Religion in Nigeria is inseparable from our culture and from our history. My research explores this dynamic between religion and culture. Scholarship shows that religious histories and cultures in practice are always so deeply rooted in indigenous systems of knowledge, shaping the identities of the people in a particular way on account of the dynamic of religion and culture. For instance, it can go into how the local traditions meet Islam and Christianity to make public morals. I have shown in writing the shape of the Nigerian public sphere as not exactly the locus of purely ideological politics; rather, it is an engagement of moral meaning where religion actualizes justice and memory.
Religion in Nigeria is not only an aspect of religious belief and practice but an assemblage of empirical existence in relation to language, kinship, ethics, festivals, and politics. In this matter, it would be safe to consider that religion in Nigeria and Africa does not really function in relation to spiritual choice and practice but rather in relation to cultural systems, constituting total worldviews that determine how individuals and collectivities think, act, remember, and belong. What I bring out as a historical reality, when I say that the religious systems are intricately woven into cultural practices, social identities, and cultural memories, is that to be Igbo, Yoruba, Hausa, Tiv, and Ijaw in Nigeria is not merely to be an ethnic nationality but to carry a religio-cultural tradition that informs one’s worldview from the first moment of one’s existence. This includes naming ceremonies, marriage ceremonies, burial ceremonies, cultural celebrations, monarchies, healing rituals, and even greetings.
One of the most important notions developed is that religion in Nigeria acts as a repository of the people’s historical memory. Each African indigenous religious system preserves the concepts from its foundation regarding creation, sexuality, power, justice, and the invisible world. Islam and Christianity are world religions in the globalizing sense. Both have been indigenized in such a way as to appropriate African values and African social organization. In this way, I have contemplated the dynamics by which this cultural legacy affects modern society. To put it another way, even as there are some Muslims or Christians in Nigeria, they nonetheless hold morals, responsibilities, and ideas concerning the supernatural realm that are infused with this cultural heritage of indigenous ideas. There need not be a contradiction between a Christian who believes in witchcraft, nor need there be a paradox for the Islamist who visits healing shrines; nor would there remain a single politician without visiting holy shrines for vows.

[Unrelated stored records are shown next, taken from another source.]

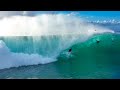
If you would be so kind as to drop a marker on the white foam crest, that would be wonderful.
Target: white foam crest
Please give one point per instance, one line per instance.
(45, 24)
(9, 59)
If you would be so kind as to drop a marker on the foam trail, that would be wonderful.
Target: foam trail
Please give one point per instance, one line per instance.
(69, 30)
(9, 59)
(45, 24)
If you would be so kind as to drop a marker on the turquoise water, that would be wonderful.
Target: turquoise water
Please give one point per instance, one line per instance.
(88, 59)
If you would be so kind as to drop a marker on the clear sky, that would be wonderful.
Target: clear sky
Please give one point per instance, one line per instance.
(90, 15)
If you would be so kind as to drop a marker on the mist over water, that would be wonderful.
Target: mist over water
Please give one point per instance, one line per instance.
(26, 40)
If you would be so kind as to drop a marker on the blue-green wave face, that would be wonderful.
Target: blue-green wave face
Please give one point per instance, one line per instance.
(47, 39)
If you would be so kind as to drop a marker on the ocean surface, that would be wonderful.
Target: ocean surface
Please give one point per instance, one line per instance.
(46, 56)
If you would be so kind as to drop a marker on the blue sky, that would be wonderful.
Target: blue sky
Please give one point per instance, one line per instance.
(90, 15)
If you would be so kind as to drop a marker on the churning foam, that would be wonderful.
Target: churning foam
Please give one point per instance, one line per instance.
(9, 59)
(43, 25)
(46, 24)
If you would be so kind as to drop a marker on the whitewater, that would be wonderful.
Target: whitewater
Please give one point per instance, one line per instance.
(26, 40)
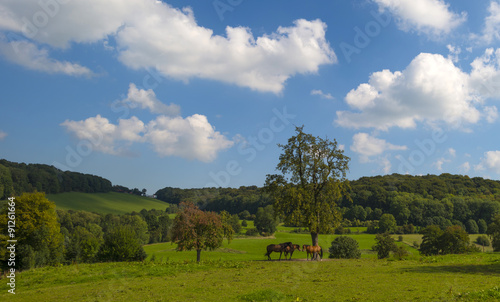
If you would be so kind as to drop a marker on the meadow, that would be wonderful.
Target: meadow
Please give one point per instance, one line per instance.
(239, 272)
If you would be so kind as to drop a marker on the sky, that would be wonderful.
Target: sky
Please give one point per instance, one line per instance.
(193, 94)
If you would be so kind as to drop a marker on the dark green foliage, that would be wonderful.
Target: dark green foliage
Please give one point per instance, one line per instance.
(387, 224)
(483, 240)
(384, 245)
(121, 244)
(494, 233)
(16, 179)
(344, 247)
(453, 240)
(471, 226)
(264, 222)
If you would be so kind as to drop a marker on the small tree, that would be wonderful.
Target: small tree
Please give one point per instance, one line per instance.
(199, 230)
(264, 220)
(384, 245)
(387, 224)
(494, 233)
(344, 247)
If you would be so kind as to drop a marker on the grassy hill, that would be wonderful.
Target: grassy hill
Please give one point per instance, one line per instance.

I have been able to engage intellectuals and policymakers in dialogues about the religious foundations of society. You simply cannot, in fact, understand the politics and the conflicts, the friendships and the disagreements, in Africa without understanding the religions of Africa. I am thus writing, and will continue writing, about religion in Africa because it is where history and identity intersect, and culture and politics meet, and memory and future converge. That is because in Africa, religion is not only what one believes in, but also how they live, how they remember, and how they dream.
I am grateful to Lead City and the conference participants.